Honey Smacks Are Not Iron Fortified
If you’re not sensitive to gluten and don’t mind a commercial, wheat-based cereal, consider that oldie but goodie, Kellogg’s Honey Smacks. With his sweet tooth, my husband survives on these even more than the Erewhon cereals. Each 3/4 cup, 27-gram serving has 2% iron, and it’s not from any “ferrous” anything added. The cereal is fortified with other vitamins and minerals, but relatively minimally enriched compared to many popular breakfast cereals.
Not-So-Trivial Trivia About Iron Content Labeling
If you’re like us, you’re used to seeing the iron content of foods listed on labels as a percentage of the RDA instead of in plain milligrams. For example, Kellogg’s Frosted Mini Wheats lists iron as “90%” of the daily value, Post Shredded Wheat as “6%,” etc.
This is worrisome, especially since the cereal manufacturers we’ve researched use a woman’s daily value for iron (18mg) instead of a man’s daily value (8 mg) to calculate the percentage. I highlighted this because it’s really important. It means a man with iron overload trying to calculate how much iron is actually in his breakfast cereal might easily get over twice the iron he thinks he’s getting.
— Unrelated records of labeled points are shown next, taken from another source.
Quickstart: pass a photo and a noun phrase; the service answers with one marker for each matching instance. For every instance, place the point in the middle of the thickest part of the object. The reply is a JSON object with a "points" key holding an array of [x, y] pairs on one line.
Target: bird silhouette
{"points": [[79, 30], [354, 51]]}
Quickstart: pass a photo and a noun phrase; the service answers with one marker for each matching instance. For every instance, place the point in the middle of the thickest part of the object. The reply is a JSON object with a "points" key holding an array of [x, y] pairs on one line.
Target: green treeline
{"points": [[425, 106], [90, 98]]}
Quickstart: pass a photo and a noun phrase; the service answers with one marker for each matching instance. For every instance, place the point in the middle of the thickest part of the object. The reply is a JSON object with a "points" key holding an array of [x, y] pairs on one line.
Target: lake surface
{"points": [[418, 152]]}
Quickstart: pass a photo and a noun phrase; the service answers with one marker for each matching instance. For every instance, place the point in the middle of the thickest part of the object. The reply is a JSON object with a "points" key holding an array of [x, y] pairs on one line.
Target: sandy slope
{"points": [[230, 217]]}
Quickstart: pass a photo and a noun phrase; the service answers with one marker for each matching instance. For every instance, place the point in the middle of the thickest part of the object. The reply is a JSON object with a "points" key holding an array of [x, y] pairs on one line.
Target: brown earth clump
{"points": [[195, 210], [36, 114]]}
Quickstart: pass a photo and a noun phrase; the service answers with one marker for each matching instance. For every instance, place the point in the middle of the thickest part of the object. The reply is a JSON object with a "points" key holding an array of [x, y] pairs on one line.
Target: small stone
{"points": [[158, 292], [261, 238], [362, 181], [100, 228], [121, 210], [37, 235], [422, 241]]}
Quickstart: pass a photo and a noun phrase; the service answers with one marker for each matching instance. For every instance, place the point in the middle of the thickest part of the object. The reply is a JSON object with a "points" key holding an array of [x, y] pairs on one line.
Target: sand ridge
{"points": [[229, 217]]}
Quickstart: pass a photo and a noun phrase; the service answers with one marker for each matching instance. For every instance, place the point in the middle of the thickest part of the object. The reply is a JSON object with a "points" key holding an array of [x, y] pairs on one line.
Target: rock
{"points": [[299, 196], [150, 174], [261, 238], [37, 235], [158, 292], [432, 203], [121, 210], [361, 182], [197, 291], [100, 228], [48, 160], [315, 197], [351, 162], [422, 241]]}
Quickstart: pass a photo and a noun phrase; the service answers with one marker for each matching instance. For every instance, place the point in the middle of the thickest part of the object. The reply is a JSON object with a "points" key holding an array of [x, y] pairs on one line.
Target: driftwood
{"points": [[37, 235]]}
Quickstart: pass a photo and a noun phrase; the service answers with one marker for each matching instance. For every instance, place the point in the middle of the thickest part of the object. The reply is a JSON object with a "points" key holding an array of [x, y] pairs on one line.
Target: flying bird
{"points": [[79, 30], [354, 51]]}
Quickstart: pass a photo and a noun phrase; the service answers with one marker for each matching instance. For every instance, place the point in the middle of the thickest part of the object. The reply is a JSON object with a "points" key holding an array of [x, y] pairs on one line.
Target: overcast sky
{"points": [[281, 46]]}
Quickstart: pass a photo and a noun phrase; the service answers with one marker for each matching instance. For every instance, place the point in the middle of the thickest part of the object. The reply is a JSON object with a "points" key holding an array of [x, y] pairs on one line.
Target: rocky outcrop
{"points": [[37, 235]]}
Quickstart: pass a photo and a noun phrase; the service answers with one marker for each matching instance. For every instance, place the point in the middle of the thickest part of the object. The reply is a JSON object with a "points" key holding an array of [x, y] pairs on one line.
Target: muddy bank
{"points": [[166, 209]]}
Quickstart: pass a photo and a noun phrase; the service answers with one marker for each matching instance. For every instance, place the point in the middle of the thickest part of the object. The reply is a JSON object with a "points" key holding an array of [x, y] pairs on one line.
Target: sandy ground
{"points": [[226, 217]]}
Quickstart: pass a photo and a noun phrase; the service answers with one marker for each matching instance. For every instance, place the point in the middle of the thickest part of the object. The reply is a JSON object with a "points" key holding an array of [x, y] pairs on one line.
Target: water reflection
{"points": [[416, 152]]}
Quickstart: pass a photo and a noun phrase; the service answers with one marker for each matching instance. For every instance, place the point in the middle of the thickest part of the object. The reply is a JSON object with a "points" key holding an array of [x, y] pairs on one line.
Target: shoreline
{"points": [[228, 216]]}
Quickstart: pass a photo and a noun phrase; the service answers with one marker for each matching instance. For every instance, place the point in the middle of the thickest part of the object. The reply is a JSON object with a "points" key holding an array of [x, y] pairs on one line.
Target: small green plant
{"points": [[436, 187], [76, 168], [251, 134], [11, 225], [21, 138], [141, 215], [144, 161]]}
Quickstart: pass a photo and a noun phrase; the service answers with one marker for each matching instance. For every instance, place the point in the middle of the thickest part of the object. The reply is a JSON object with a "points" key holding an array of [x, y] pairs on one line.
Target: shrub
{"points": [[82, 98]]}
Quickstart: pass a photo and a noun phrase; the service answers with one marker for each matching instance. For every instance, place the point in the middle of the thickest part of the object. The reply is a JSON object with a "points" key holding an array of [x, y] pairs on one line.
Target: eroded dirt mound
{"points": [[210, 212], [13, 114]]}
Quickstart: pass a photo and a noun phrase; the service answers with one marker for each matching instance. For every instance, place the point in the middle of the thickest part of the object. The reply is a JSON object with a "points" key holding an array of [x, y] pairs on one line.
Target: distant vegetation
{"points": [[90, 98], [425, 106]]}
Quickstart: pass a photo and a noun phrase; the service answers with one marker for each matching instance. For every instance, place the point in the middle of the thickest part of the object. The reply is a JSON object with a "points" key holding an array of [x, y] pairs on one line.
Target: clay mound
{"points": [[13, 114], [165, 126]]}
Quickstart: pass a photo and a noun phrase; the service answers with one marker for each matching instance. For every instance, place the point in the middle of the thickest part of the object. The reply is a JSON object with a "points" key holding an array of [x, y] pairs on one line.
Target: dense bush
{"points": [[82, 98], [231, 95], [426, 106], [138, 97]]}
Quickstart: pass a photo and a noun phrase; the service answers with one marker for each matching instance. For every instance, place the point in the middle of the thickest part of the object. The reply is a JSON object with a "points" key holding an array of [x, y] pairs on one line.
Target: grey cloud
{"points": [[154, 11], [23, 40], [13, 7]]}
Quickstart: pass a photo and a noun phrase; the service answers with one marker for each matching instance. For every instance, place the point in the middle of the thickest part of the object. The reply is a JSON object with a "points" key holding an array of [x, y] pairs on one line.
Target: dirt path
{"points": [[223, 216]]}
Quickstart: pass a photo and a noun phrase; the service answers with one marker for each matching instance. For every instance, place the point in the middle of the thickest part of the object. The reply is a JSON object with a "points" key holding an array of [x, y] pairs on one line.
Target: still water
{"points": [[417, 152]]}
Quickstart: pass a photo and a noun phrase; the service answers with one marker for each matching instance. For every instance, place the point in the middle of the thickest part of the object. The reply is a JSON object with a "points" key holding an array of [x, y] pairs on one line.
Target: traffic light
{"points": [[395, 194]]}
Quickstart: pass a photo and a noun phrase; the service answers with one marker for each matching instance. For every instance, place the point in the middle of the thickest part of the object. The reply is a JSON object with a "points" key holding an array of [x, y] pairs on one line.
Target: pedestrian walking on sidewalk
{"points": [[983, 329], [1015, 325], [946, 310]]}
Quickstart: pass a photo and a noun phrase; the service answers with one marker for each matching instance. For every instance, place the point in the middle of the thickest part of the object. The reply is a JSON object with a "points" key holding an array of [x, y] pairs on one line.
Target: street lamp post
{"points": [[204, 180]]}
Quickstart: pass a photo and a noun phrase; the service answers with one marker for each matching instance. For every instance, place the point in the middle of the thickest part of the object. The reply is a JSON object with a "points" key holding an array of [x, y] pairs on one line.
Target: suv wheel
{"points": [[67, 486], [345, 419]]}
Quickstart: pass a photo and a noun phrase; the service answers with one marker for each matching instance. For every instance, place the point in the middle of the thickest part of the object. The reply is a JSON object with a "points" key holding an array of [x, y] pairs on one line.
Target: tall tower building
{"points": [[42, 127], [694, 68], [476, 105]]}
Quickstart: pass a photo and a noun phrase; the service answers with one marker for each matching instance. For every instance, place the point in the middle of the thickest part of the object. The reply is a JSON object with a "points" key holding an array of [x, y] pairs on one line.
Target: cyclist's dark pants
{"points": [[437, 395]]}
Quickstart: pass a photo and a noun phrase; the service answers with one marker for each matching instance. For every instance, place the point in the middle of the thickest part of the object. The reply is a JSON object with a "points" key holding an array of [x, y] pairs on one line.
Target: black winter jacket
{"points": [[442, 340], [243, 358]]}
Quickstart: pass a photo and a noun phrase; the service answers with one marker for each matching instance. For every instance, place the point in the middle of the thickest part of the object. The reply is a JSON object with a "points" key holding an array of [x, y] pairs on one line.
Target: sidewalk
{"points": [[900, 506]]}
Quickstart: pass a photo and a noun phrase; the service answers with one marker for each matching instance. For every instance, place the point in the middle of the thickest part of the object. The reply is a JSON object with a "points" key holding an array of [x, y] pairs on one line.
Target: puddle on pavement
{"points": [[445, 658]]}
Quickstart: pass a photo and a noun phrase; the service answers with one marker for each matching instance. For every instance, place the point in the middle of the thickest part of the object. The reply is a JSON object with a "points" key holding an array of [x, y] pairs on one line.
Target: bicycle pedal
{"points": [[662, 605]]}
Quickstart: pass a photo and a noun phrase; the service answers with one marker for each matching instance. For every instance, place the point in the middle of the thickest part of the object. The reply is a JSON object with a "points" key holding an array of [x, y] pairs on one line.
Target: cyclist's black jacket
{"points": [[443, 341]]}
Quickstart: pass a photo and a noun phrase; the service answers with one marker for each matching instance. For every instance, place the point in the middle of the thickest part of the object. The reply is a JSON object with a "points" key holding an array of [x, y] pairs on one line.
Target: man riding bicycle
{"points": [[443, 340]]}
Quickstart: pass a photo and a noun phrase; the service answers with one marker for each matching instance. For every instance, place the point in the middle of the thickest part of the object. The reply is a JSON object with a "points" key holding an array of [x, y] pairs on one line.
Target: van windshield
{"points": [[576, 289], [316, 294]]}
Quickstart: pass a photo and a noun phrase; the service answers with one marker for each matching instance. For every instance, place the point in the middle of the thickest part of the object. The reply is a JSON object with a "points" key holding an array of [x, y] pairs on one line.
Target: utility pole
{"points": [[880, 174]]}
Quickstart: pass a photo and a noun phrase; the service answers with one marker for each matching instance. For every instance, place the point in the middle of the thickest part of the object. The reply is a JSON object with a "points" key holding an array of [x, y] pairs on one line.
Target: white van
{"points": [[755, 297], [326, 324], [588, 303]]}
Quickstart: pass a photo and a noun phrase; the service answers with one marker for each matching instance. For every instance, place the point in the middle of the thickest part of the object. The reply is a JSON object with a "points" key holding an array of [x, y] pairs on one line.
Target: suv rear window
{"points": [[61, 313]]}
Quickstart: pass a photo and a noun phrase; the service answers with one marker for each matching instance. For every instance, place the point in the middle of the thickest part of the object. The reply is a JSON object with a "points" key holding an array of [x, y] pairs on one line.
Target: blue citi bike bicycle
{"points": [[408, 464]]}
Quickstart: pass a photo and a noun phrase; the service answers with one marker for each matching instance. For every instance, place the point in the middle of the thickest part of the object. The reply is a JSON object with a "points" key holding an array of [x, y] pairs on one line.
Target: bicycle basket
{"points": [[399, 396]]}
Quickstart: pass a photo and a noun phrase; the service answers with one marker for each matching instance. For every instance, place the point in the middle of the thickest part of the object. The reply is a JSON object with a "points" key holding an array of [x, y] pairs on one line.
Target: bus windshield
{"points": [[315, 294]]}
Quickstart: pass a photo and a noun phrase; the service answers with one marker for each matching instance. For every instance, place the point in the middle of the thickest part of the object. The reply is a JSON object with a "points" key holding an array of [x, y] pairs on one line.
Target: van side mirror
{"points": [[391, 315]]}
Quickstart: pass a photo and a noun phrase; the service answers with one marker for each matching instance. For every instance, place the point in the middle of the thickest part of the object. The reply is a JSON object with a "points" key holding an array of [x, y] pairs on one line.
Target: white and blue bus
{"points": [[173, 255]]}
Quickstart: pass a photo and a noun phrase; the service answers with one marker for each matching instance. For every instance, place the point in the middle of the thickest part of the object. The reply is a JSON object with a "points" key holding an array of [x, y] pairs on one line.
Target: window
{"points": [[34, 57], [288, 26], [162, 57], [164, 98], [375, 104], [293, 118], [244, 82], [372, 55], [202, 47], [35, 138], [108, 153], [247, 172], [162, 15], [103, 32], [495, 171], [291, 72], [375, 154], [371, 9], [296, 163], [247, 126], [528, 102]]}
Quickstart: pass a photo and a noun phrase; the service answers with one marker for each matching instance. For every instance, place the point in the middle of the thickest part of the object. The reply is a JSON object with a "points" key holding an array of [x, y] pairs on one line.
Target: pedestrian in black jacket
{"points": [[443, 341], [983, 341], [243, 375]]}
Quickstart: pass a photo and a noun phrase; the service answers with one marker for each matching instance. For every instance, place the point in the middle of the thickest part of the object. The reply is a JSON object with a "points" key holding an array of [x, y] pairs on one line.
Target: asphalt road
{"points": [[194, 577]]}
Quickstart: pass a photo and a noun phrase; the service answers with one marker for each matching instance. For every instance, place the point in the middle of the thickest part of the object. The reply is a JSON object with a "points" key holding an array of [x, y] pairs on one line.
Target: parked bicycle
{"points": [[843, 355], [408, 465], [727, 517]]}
He might see 10% iron and assume he’s getting .8 mg of iron, when actually he’s getting 1.8 mg.
Naturally, when we see percentages that are really high – like 90% of iron in a single serving of cereal – it’s cause to worry for someone with hemochromatosis. 16 mg of iron is a pretty good amount for someone whose body wants to suck up iron like a sponge.
But we also worry when we see even just 10%, because the forms they come in are highly absorbable – great for someone who needs a little help absorbing iron, but not so much for someone with hereditary hemochromatosis.
That’s it for now, but I’ll be sure to add more as I discover them. I believe they’re out there – iron fortification can’t have spread to every corner of the earth – can it? If anyone reading this has encountered any low-iron breakfast cereals (say, less than 4% per serving) then please do tell of your discovery. My husband and other people with iron-loading disorders will thank you!